A lo largo de aquellos meses, Don Jehuda se había forjado un segundo rostro, una expresión de silenciosa cortesía. Pero no podía dominar su voz: tartamudeaba y ceceaba cuando se sentía agitado, y así lo hizo ahora al responder:
—Una batalla contra los Castro, mi señor no costará seis mil maravedíes de oro, sino doscientos mil. Vuestra Majestad debe convencerse de que, bajo ninguna circunstancia, Aragón permanecerá tranquilamente cruzado de brazos si actúas contra los Castro.
Se decidió a comunicar al rey un último e irrefutable argumento.
—Ya sabes que mi sobrino, Don Joseph Ibn Esra, es alfaquí en la corte de Aragón y está enterado de los planes del rey Más de una vez, tu ilustre tío ha pensado prestar ayuda por las armas a los Castro. Mi sobrino y yo hemos intercambiado cartas y consejos, y Don Joseph ha conseguido detener a su rey Él es quien me ha avisado. Los señores de Castro tienen la firme promesa de Aragón de apoyarlos si tú los atacas.
La joven frente de Alfonso se frunció profundamente.
—Tú y tu señor sobrino —dijo— parecéis conspirar apasionadamente.
—Te habría comunicado la advertencia de Don Joseph hace días —repuso Jehuda—, pero no me concediste la gracia de mostrarme su rostro.
El rey andaba a grandes zancadas de un lado a otro. Don Jehuda añadió:
—Comprendo que Vuestra Majestad se sienta empujado a castigar a estos desvergonzados barones. También a mí, permíteme esta observación tan osada, me gustaría. Pero ten la virtud de esperar todavía un poco. Considerándolo detenidamente y con tranquilidad, los daños que los Castro han infringido no son muy grandes.

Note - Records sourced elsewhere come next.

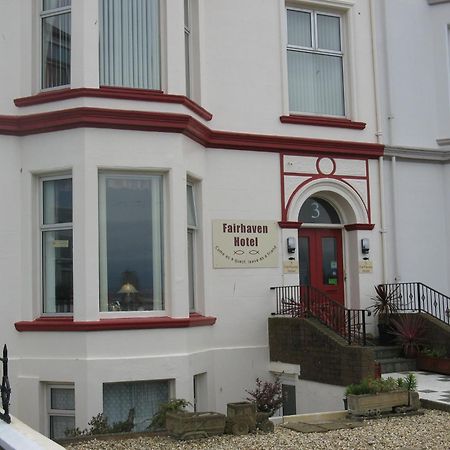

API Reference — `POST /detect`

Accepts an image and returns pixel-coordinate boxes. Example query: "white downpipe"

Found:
[369,0,388,283]
[392,156,401,282]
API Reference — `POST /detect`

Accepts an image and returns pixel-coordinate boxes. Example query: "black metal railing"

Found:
[271,285,370,345]
[0,344,11,423]
[383,282,450,325]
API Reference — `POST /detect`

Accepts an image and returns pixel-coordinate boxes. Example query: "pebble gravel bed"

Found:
[66,410,450,450]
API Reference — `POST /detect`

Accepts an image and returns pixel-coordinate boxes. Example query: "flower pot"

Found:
[347,391,409,416]
[417,354,450,375]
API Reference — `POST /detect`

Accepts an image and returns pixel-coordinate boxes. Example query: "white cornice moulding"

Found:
[428,0,450,5]
[286,0,354,9]
[384,146,450,162]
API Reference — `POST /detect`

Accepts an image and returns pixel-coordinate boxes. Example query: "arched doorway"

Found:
[298,196,344,304]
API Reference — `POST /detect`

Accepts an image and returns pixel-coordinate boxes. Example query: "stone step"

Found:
[373,345,402,361]
[376,358,416,373]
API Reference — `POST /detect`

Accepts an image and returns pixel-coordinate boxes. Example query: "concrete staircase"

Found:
[374,346,416,373]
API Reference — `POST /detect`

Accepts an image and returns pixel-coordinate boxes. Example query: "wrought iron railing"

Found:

—Tienen a súbditos míos en sus calabozos —gritó Alfonso.
—Da la orden —propuso Jehuda—, y yo liberaré a los prisioneros. Son gente baja. Se tratará sólo de un par de cientos de maravedíes.
—¡Cállate! —rugió Alfonso—, un rey no libera a sus súbditos de un vasallo suyo, pero esto tú no puedes entenderlo, buhonero.

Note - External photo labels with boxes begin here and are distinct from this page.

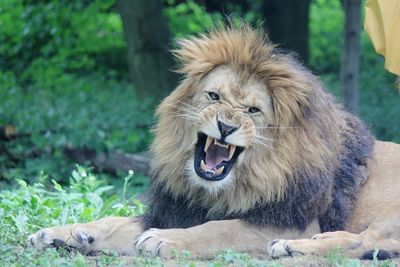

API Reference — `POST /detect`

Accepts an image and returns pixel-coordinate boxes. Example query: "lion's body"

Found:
[30,26,400,257]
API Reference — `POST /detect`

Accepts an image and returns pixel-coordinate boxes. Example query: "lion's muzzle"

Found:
[194,133,244,181]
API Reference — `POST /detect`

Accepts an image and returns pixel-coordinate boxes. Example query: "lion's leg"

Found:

Jehuda empalideció. La cuestión de si los Castro eran vasallos o no de Don Alfonso era precisamente el motivo de la discusión. Pero aquellos insolentes consideraban el robo y el asesinato la única forma decente de arreglar las diferencias de opiniones. Le habría gustado decirle al rey: ¡Haz tu campaña, caballero necio! Te daré tus seis mil maravedíes de oro. Pero todos sus planes se vendrían abajo si se iniciaba una guerra con Aragón. Debía impedir esta batalla.
—Tal vez —reflexionó— podría liberarse a los prisioneros sin poner en peligro la dignidad real. Quizás podría conseguirse que los Castro entregaran los prisioneros a Aragón. Permíteme negociarlo. Quizás, si me autorizas, vaya yo mismo a Zaragoza para consultar con Don Joseph. Te ruego que me prometas una cosa, mi señor: que no iniciarás tu expedición contra los Castro antes de haberme permitido volver a hablar de ello contigo.
—¿Qué sacarás de esto? —exclamó encolerizado Alfonso. Pero admitía el sinsentido de sus proyectos. Lamentablemente, el judío tenía razón.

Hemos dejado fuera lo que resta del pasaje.